The government has a going, going, gone phase out system and the thresholds drop by 10% depending on your income level. There was a period of grace where higher income earners could prepay their private health insurance and gain the benefit of the 30% threshold but this needed to be done prior to June 30th.
Sneaky again, the rebate is calculated on adjusted taxable income. Adjusted taxable income includes your taxable income, adjusted reportable fringe benefits, tax free pensions/payments, reportable super contributions, net investment losses and child support paid.
As things stand now, if your income is too high and you’re still receiving the 30% rebate – you are incurring a tax debt. The only exception to this is if you have notified your private health insurance fund and elected to decrease your rebate. I have asked dozens of clients whether they have done this and I am yet to find someone who has.

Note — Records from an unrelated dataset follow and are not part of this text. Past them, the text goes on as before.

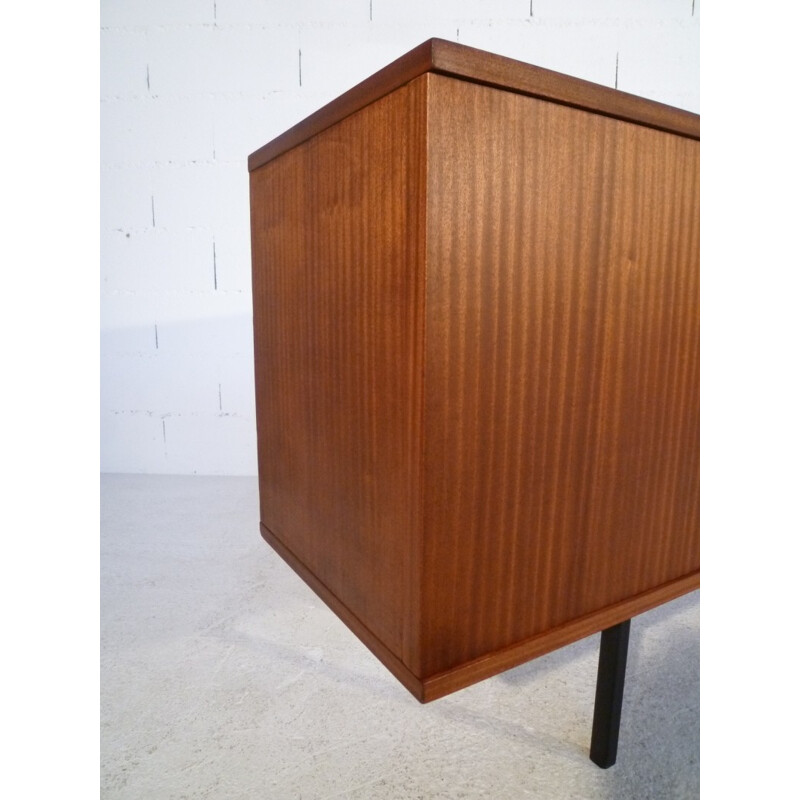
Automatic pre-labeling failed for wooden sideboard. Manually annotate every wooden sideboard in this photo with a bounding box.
[249,39,699,713]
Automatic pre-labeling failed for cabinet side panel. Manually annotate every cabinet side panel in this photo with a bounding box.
[250,76,428,671]
[422,74,699,677]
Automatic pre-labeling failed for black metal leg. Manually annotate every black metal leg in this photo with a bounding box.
[590,619,631,769]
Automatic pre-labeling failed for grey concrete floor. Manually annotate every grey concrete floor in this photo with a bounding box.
[101,474,699,799]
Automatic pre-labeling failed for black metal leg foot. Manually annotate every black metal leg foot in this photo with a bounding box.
[590,619,631,769]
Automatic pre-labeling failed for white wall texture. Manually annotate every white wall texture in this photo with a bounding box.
[100,0,700,475]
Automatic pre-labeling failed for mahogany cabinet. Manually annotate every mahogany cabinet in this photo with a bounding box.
[249,39,699,705]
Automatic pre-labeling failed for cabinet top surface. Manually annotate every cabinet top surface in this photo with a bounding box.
[248,38,699,172]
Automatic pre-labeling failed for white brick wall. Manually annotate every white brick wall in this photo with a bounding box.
[100,0,699,475]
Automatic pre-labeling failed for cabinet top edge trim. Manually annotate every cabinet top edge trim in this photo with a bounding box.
[248,38,699,173]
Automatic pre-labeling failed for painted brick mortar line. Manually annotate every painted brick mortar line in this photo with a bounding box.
[105,227,239,236]
[102,289,246,296]
[100,94,302,103]
[100,7,699,33]
[101,162,245,171]
[213,242,218,290]
[100,23,322,32]
[108,410,247,416]
[102,19,693,34]
[108,410,248,419]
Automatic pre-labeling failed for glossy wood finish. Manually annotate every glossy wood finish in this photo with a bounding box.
[248,40,435,172]
[250,41,699,703]
[421,74,699,679]
[248,38,698,172]
[250,75,428,673]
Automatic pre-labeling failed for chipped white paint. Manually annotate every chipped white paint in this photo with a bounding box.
[100,1,699,475]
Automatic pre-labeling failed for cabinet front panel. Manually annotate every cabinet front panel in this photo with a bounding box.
[422,74,699,677]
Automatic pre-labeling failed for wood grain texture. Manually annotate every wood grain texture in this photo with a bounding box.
[420,572,698,702]
[248,40,434,172]
[250,48,700,702]
[261,517,696,703]
[260,521,426,701]
[428,38,699,141]
[421,74,699,678]
[248,39,698,172]
[250,74,429,673]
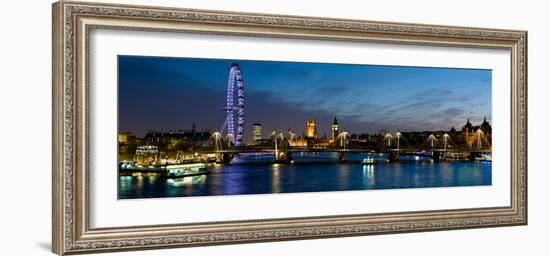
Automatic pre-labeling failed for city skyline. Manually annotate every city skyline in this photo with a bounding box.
[118,55,492,143]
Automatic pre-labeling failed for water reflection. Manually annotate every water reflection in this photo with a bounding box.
[337,164,351,190]
[272,164,281,193]
[362,164,375,187]
[118,152,492,199]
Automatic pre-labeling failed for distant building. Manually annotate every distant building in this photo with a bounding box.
[127,125,213,163]
[118,132,138,162]
[287,129,307,147]
[143,128,211,145]
[331,117,340,142]
[134,145,159,165]
[462,117,475,147]
[306,118,317,139]
[479,116,492,135]
[118,132,137,144]
[253,123,262,145]
[462,117,492,148]
[289,138,307,147]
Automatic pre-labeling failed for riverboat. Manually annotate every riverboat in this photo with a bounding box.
[475,154,492,162]
[119,162,210,178]
[165,163,210,178]
[362,158,375,165]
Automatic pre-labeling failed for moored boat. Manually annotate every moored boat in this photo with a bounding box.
[475,154,492,162]
[165,163,210,178]
[362,158,375,165]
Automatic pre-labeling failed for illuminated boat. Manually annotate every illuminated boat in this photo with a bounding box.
[165,163,210,178]
[362,158,374,165]
[475,154,492,162]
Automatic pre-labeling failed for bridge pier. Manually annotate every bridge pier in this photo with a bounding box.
[274,138,292,164]
[338,153,347,163]
[388,151,399,162]
[275,152,292,164]
[220,153,234,164]
[432,151,441,162]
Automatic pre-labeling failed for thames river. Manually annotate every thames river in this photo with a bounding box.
[118,152,491,199]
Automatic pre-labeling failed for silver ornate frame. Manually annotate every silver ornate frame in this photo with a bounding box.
[52,1,527,255]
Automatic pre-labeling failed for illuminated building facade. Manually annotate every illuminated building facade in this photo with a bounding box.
[118,132,138,162]
[118,132,136,144]
[253,123,262,145]
[134,145,159,165]
[462,117,492,148]
[479,116,492,135]
[331,117,340,142]
[462,117,475,147]
[306,118,317,139]
[143,128,211,145]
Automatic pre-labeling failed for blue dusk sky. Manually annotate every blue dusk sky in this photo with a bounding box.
[118,55,491,142]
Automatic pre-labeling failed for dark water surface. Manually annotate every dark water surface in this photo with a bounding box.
[118,153,491,199]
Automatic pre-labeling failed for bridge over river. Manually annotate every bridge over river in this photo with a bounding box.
[194,145,491,164]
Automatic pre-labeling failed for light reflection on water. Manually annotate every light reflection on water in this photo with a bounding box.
[272,164,281,193]
[118,152,491,199]
[362,164,375,187]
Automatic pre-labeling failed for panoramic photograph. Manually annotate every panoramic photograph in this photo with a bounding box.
[117,55,492,199]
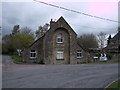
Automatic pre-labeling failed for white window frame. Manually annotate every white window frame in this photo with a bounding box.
[56,50,64,60]
[30,50,37,59]
[56,34,63,43]
[77,50,82,58]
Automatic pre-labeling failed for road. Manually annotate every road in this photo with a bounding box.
[2,55,118,88]
[0,55,2,89]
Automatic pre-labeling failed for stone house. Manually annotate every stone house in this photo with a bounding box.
[106,30,120,52]
[105,29,120,60]
[22,16,89,64]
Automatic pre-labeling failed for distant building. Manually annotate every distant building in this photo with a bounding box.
[106,29,120,52]
[22,16,90,64]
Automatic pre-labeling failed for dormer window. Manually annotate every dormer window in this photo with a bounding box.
[56,33,63,43]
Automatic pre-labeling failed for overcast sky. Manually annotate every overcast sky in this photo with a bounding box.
[1,0,119,37]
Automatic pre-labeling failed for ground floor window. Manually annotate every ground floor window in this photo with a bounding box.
[30,50,37,59]
[56,50,64,60]
[77,50,82,58]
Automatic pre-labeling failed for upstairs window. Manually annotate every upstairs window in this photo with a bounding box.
[30,50,37,59]
[56,50,64,60]
[77,50,82,58]
[56,33,63,43]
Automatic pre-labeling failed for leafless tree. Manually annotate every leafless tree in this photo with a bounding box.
[98,32,107,49]
[77,33,98,52]
[20,26,34,36]
[35,23,49,39]
[0,26,1,36]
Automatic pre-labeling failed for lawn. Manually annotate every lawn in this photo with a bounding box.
[108,80,120,88]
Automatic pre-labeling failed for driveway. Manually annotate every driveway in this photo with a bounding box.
[2,55,118,88]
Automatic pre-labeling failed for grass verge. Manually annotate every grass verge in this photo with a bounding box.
[107,60,120,63]
[107,80,120,88]
[11,55,23,63]
[88,59,120,64]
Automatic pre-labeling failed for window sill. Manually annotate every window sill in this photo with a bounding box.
[77,57,83,59]
[56,42,63,44]
[30,57,37,59]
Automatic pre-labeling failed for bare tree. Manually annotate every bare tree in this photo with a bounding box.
[77,33,98,52]
[20,26,34,36]
[35,23,49,39]
[0,26,1,36]
[98,32,107,49]
[107,35,111,45]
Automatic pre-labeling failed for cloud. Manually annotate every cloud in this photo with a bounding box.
[2,1,118,37]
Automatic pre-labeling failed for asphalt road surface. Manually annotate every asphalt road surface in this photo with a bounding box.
[0,55,2,89]
[2,55,118,88]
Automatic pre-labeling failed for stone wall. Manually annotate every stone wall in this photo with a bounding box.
[22,16,88,64]
[52,28,70,64]
[22,37,44,63]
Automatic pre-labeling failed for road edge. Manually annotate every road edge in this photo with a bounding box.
[104,79,119,88]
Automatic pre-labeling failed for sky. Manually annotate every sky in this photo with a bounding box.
[1,0,119,38]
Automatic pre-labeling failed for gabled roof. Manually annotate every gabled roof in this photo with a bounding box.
[26,35,44,49]
[57,16,67,23]
[24,16,77,50]
[56,16,77,35]
[111,31,120,41]
[106,31,120,50]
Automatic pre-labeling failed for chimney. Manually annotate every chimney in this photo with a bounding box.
[118,27,120,32]
[50,19,56,28]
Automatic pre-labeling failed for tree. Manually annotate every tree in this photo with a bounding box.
[35,26,43,38]
[107,35,111,45]
[2,33,35,54]
[2,34,14,54]
[35,23,49,39]
[20,26,34,36]
[77,33,98,52]
[3,25,35,54]
[12,33,35,50]
[12,25,20,35]
[43,23,49,31]
[0,26,1,36]
[98,32,107,49]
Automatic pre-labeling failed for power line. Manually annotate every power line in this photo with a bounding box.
[70,23,117,30]
[33,0,120,23]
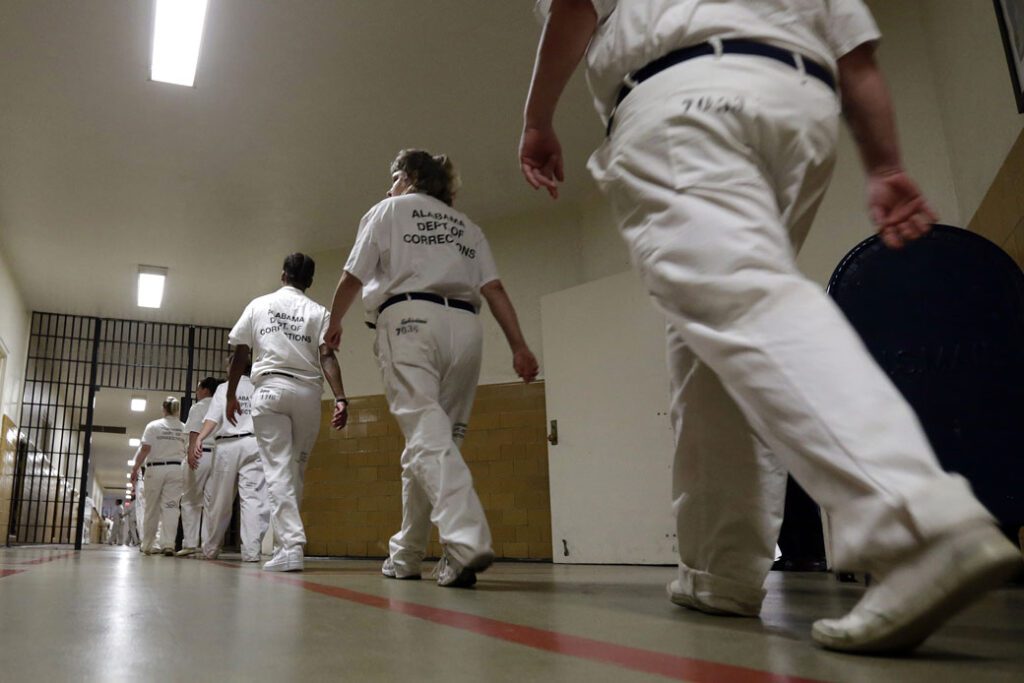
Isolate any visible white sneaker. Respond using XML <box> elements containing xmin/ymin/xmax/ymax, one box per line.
<box><xmin>174</xmin><ymin>547</ymin><xmax>196</xmax><ymax>558</ymax></box>
<box><xmin>263</xmin><ymin>547</ymin><xmax>304</xmax><ymax>572</ymax></box>
<box><xmin>433</xmin><ymin>549</ymin><xmax>495</xmax><ymax>588</ymax></box>
<box><xmin>666</xmin><ymin>580</ymin><xmax>761</xmax><ymax>617</ymax></box>
<box><xmin>812</xmin><ymin>524</ymin><xmax>1022</xmax><ymax>654</ymax></box>
<box><xmin>381</xmin><ymin>556</ymin><xmax>421</xmax><ymax>580</ymax></box>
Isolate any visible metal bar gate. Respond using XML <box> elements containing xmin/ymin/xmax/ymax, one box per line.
<box><xmin>8</xmin><ymin>312</ymin><xmax>229</xmax><ymax>548</ymax></box>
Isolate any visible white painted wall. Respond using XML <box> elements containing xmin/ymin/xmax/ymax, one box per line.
<box><xmin>919</xmin><ymin>0</ymin><xmax>1024</xmax><ymax>223</ymax></box>
<box><xmin>0</xmin><ymin>248</ymin><xmax>29</xmax><ymax>423</ymax></box>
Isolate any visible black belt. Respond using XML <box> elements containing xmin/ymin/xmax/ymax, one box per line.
<box><xmin>215</xmin><ymin>432</ymin><xmax>254</xmax><ymax>441</ymax></box>
<box><xmin>608</xmin><ymin>39</ymin><xmax>837</xmax><ymax>136</ymax></box>
<box><xmin>366</xmin><ymin>292</ymin><xmax>477</xmax><ymax>329</ymax></box>
<box><xmin>147</xmin><ymin>461</ymin><xmax>180</xmax><ymax>467</ymax></box>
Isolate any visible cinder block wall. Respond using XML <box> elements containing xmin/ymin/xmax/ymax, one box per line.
<box><xmin>302</xmin><ymin>381</ymin><xmax>552</xmax><ymax>560</ymax></box>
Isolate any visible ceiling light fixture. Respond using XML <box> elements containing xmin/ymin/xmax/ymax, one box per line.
<box><xmin>130</xmin><ymin>397</ymin><xmax>147</xmax><ymax>412</ymax></box>
<box><xmin>151</xmin><ymin>0</ymin><xmax>210</xmax><ymax>87</ymax></box>
<box><xmin>137</xmin><ymin>265</ymin><xmax>167</xmax><ymax>308</ymax></box>
<box><xmin>129</xmin><ymin>438</ymin><xmax>141</xmax><ymax>447</ymax></box>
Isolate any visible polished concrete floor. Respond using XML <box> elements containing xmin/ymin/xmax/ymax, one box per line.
<box><xmin>0</xmin><ymin>545</ymin><xmax>1021</xmax><ymax>682</ymax></box>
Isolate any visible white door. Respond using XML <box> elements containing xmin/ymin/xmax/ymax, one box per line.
<box><xmin>541</xmin><ymin>270</ymin><xmax>676</xmax><ymax>564</ymax></box>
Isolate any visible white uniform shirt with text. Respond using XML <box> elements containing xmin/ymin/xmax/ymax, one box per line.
<box><xmin>183</xmin><ymin>397</ymin><xmax>215</xmax><ymax>449</ymax></box>
<box><xmin>344</xmin><ymin>193</ymin><xmax>500</xmax><ymax>321</ymax></box>
<box><xmin>229</xmin><ymin>286</ymin><xmax>330</xmax><ymax>387</ymax></box>
<box><xmin>141</xmin><ymin>416</ymin><xmax>187</xmax><ymax>463</ymax></box>
<box><xmin>204</xmin><ymin>376</ymin><xmax>256</xmax><ymax>437</ymax></box>
<box><xmin>536</xmin><ymin>0</ymin><xmax>880</xmax><ymax>125</ymax></box>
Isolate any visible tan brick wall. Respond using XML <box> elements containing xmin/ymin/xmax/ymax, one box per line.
<box><xmin>969</xmin><ymin>128</ymin><xmax>1024</xmax><ymax>270</ymax></box>
<box><xmin>302</xmin><ymin>381</ymin><xmax>552</xmax><ymax>560</ymax></box>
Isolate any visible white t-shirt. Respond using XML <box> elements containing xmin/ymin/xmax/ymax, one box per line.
<box><xmin>204</xmin><ymin>376</ymin><xmax>255</xmax><ymax>437</ymax></box>
<box><xmin>344</xmin><ymin>193</ymin><xmax>500</xmax><ymax>320</ymax></box>
<box><xmin>183</xmin><ymin>396</ymin><xmax>215</xmax><ymax>450</ymax></box>
<box><xmin>536</xmin><ymin>0</ymin><xmax>880</xmax><ymax>124</ymax></box>
<box><xmin>141</xmin><ymin>416</ymin><xmax>187</xmax><ymax>463</ymax></box>
<box><xmin>229</xmin><ymin>286</ymin><xmax>330</xmax><ymax>387</ymax></box>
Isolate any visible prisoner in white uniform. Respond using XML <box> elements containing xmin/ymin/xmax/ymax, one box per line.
<box><xmin>177</xmin><ymin>376</ymin><xmax>222</xmax><ymax>557</ymax></box>
<box><xmin>520</xmin><ymin>0</ymin><xmax>1020</xmax><ymax>654</ymax></box>
<box><xmin>326</xmin><ymin>150</ymin><xmax>539</xmax><ymax>587</ymax></box>
<box><xmin>125</xmin><ymin>501</ymin><xmax>140</xmax><ymax>546</ymax></box>
<box><xmin>229</xmin><ymin>253</ymin><xmax>348</xmax><ymax>572</ymax></box>
<box><xmin>109</xmin><ymin>500</ymin><xmax>124</xmax><ymax>545</ymax></box>
<box><xmin>191</xmin><ymin>368</ymin><xmax>269</xmax><ymax>561</ymax></box>
<box><xmin>130</xmin><ymin>397</ymin><xmax>186</xmax><ymax>556</ymax></box>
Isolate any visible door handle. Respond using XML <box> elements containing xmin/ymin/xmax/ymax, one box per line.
<box><xmin>547</xmin><ymin>419</ymin><xmax>558</xmax><ymax>446</ymax></box>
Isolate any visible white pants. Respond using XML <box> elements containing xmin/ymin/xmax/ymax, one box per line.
<box><xmin>141</xmin><ymin>463</ymin><xmax>183</xmax><ymax>553</ymax></box>
<box><xmin>135</xmin><ymin>478</ymin><xmax>145</xmax><ymax>540</ymax></box>
<box><xmin>179</xmin><ymin>448</ymin><xmax>214</xmax><ymax>549</ymax></box>
<box><xmin>589</xmin><ymin>56</ymin><xmax>993</xmax><ymax>609</ymax></box>
<box><xmin>201</xmin><ymin>436</ymin><xmax>269</xmax><ymax>560</ymax></box>
<box><xmin>376</xmin><ymin>300</ymin><xmax>492</xmax><ymax>571</ymax></box>
<box><xmin>252</xmin><ymin>376</ymin><xmax>321</xmax><ymax>552</ymax></box>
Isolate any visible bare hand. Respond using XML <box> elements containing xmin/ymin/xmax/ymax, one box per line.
<box><xmin>519</xmin><ymin>124</ymin><xmax>564</xmax><ymax>199</ymax></box>
<box><xmin>130</xmin><ymin>469</ymin><xmax>138</xmax><ymax>484</ymax></box>
<box><xmin>324</xmin><ymin>322</ymin><xmax>342</xmax><ymax>350</ymax></box>
<box><xmin>513</xmin><ymin>348</ymin><xmax>540</xmax><ymax>383</ymax></box>
<box><xmin>226</xmin><ymin>396</ymin><xmax>241</xmax><ymax>426</ymax></box>
<box><xmin>188</xmin><ymin>443</ymin><xmax>203</xmax><ymax>470</ymax></box>
<box><xmin>331</xmin><ymin>402</ymin><xmax>348</xmax><ymax>431</ymax></box>
<box><xmin>867</xmin><ymin>169</ymin><xmax>938</xmax><ymax>249</ymax></box>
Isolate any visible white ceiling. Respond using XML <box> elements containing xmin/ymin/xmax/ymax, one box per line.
<box><xmin>0</xmin><ymin>0</ymin><xmax>603</xmax><ymax>328</ymax></box>
<box><xmin>90</xmin><ymin>387</ymin><xmax>184</xmax><ymax>494</ymax></box>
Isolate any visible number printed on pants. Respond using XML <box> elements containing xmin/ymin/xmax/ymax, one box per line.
<box><xmin>395</xmin><ymin>317</ymin><xmax>427</xmax><ymax>336</ymax></box>
<box><xmin>680</xmin><ymin>95</ymin><xmax>745</xmax><ymax>114</ymax></box>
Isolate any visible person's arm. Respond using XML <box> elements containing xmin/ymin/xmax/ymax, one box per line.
<box><xmin>226</xmin><ymin>346</ymin><xmax>250</xmax><ymax>426</ymax></box>
<box><xmin>481</xmin><ymin>280</ymin><xmax>540</xmax><ymax>383</ymax></box>
<box><xmin>187</xmin><ymin>432</ymin><xmax>199</xmax><ymax>464</ymax></box>
<box><xmin>324</xmin><ymin>271</ymin><xmax>363</xmax><ymax>350</ymax></box>
<box><xmin>129</xmin><ymin>444</ymin><xmax>151</xmax><ymax>483</ymax></box>
<box><xmin>520</xmin><ymin>0</ymin><xmax>600</xmax><ymax>198</ymax></box>
<box><xmin>319</xmin><ymin>344</ymin><xmax>349</xmax><ymax>430</ymax></box>
<box><xmin>189</xmin><ymin>420</ymin><xmax>218</xmax><ymax>469</ymax></box>
<box><xmin>838</xmin><ymin>43</ymin><xmax>937</xmax><ymax>249</ymax></box>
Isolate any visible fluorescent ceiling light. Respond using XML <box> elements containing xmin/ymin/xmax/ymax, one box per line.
<box><xmin>127</xmin><ymin>459</ymin><xmax>136</xmax><ymax>467</ymax></box>
<box><xmin>151</xmin><ymin>0</ymin><xmax>209</xmax><ymax>87</ymax></box>
<box><xmin>129</xmin><ymin>438</ymin><xmax>141</xmax><ymax>447</ymax></box>
<box><xmin>130</xmin><ymin>397</ymin><xmax>147</xmax><ymax>412</ymax></box>
<box><xmin>137</xmin><ymin>266</ymin><xmax>167</xmax><ymax>308</ymax></box>
<box><xmin>125</xmin><ymin>473</ymin><xmax>131</xmax><ymax>479</ymax></box>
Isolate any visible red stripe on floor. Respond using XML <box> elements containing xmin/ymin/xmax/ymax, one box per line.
<box><xmin>13</xmin><ymin>551</ymin><xmax>79</xmax><ymax>565</ymax></box>
<box><xmin>213</xmin><ymin>562</ymin><xmax>823</xmax><ymax>683</ymax></box>
<box><xmin>0</xmin><ymin>569</ymin><xmax>26</xmax><ymax>578</ymax></box>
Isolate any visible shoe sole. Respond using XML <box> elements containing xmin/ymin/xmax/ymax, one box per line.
<box><xmin>383</xmin><ymin>572</ymin><xmax>421</xmax><ymax>580</ymax></box>
<box><xmin>813</xmin><ymin>542</ymin><xmax>1021</xmax><ymax>653</ymax></box>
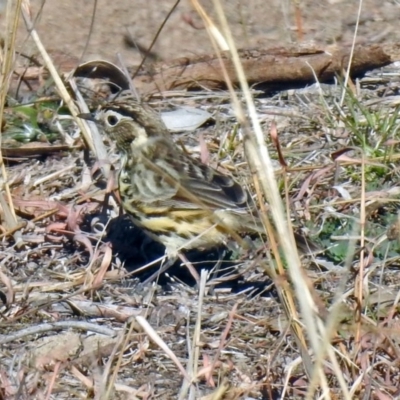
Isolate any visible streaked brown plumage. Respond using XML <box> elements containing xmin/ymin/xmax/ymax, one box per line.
<box><xmin>81</xmin><ymin>100</ymin><xmax>317</xmax><ymax>256</ymax></box>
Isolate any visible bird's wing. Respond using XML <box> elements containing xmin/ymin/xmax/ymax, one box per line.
<box><xmin>144</xmin><ymin>174</ymin><xmax>251</xmax><ymax>212</ymax></box>
<box><xmin>174</xmin><ymin>156</ymin><xmax>254</xmax><ymax>212</ymax></box>
<box><xmin>181</xmin><ymin>175</ymin><xmax>250</xmax><ymax>211</ymax></box>
<box><xmin>138</xmin><ymin>139</ymin><xmax>254</xmax><ymax>213</ymax></box>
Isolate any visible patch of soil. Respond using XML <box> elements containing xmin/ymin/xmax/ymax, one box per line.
<box><xmin>9</xmin><ymin>0</ymin><xmax>400</xmax><ymax>68</ymax></box>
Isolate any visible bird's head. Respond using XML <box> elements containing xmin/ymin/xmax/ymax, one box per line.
<box><xmin>79</xmin><ymin>101</ymin><xmax>169</xmax><ymax>153</ymax></box>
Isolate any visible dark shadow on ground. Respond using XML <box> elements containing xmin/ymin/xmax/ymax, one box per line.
<box><xmin>106</xmin><ymin>215</ymin><xmax>276</xmax><ymax>296</ymax></box>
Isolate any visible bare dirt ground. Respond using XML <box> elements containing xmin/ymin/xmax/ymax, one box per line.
<box><xmin>2</xmin><ymin>1</ymin><xmax>400</xmax><ymax>399</ymax></box>
<box><xmin>14</xmin><ymin>0</ymin><xmax>400</xmax><ymax>67</ymax></box>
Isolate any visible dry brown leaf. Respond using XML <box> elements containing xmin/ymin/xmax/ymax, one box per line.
<box><xmin>0</xmin><ymin>268</ymin><xmax>14</xmax><ymax>305</ymax></box>
<box><xmin>269</xmin><ymin>121</ymin><xmax>287</xmax><ymax>168</ymax></box>
<box><xmin>92</xmin><ymin>245</ymin><xmax>113</xmax><ymax>288</ymax></box>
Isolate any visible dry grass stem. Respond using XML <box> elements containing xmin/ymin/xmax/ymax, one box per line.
<box><xmin>136</xmin><ymin>315</ymin><xmax>192</xmax><ymax>384</ymax></box>
<box><xmin>340</xmin><ymin>0</ymin><xmax>363</xmax><ymax>106</ymax></box>
<box><xmin>69</xmin><ymin>77</ymin><xmax>110</xmax><ymax>178</ymax></box>
<box><xmin>195</xmin><ymin>0</ymin><xmax>330</xmax><ymax>391</ymax></box>
<box><xmin>0</xmin><ymin>0</ymin><xmax>23</xmax><ymax>245</ymax></box>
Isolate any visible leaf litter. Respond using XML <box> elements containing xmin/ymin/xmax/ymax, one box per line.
<box><xmin>1</xmin><ymin>57</ymin><xmax>400</xmax><ymax>398</ymax></box>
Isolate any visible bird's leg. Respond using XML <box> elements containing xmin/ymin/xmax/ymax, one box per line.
<box><xmin>177</xmin><ymin>252</ymin><xmax>200</xmax><ymax>284</ymax></box>
<box><xmin>141</xmin><ymin>250</ymin><xmax>201</xmax><ymax>286</ymax></box>
<box><xmin>142</xmin><ymin>254</ymin><xmax>177</xmax><ymax>285</ymax></box>
<box><xmin>208</xmin><ymin>247</ymin><xmax>226</xmax><ymax>294</ymax></box>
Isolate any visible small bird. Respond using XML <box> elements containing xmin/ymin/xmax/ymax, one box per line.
<box><xmin>79</xmin><ymin>100</ymin><xmax>317</xmax><ymax>259</ymax></box>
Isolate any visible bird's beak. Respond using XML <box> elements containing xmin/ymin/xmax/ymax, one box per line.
<box><xmin>77</xmin><ymin>112</ymin><xmax>96</xmax><ymax>121</ymax></box>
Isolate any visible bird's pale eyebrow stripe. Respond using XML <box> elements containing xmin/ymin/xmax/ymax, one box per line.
<box><xmin>105</xmin><ymin>107</ymin><xmax>136</xmax><ymax>118</ymax></box>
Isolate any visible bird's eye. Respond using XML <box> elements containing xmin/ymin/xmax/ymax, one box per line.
<box><xmin>106</xmin><ymin>114</ymin><xmax>119</xmax><ymax>126</ymax></box>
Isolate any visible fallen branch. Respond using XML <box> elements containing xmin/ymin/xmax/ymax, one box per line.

This is all going to sneak up on us when it comes time to prepare the 2013 income tax returns. The ATO are going to reconcile your income against the rebate you have been receiving and if you’ve received too much rebate, they will include the overpayment as a tax liability with your 2013 return. This means any refund owed to you will be taken as a payment and you could still end up with a debt.
The simple solution to avoid the debt is to do as follows:
- Consider what your adjusted taxable income for July 2012 – June 2013 is going to be. If it’s less than $86,000 for singles or $168,000 for families there is no need to do anything.
- If your income is more than this, contact your private health insurance company and advise them.
Or if you come up with a better solution let me know. I already considered hiding under a rock and hoping it all goes away but my husband pointed out I’m not rock shaped. So plan B is contortionist camp. Wish me luck!